Un système de repérage multimodal
Pour former ce fil d’Ariane continu, il est nécessaire de respecter un ensemble de concepts signalétiques qui, lorsqu’ils sont associés et utilisés à bon escient, permettent d’obtenir un système de repérage et d’orientation optimal. Il s’agit des concepts ODII (Orientation, Direction, Information et Identification – voir le guide Afnor BP P96-104). Ces concepts prennent la forme de divers supports, totems directionnels, plans, plaques pictogrammes, horaires d’ouvertures, etc.

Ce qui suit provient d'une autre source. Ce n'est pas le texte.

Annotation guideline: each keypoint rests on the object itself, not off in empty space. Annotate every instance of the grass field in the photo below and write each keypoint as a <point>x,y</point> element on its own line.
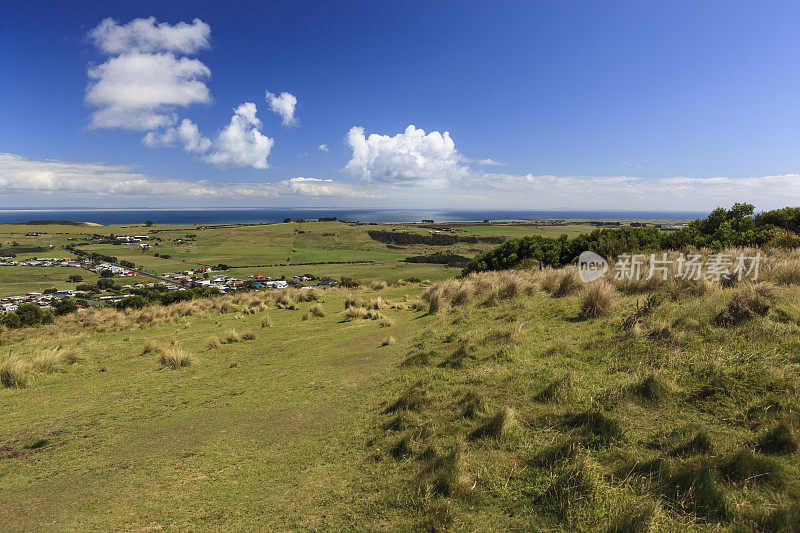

Il est également nécessaire de rendre ces supports perceptibles et intelligibles pour l’ensemble des usagers, y compris ceux ayant des besoins spécifiques. Pour ce faire, les éléments signalétiques devront faire appel à plusieurs sens et logiques cognitives. Un panneau directionnel pourra ainsi être doublé d’une annonce sonore, une plaque d’identification aura un contraste prononcé avec son support pour être localisée à distance et ses caractères seront de taille suffisante pour pouvoir être lu sans difficulté, ou encore un pictogramme sera choisi de telle sorte qu’il puisse être compris par tous. Les éléments podotactiles, tels que les bandes d’éveil de vigilance aux traversées piétonnes et les bandes de guidage dans les gares viennent compléter ce dispositif, en informant et guidant l’ensemble des usagers.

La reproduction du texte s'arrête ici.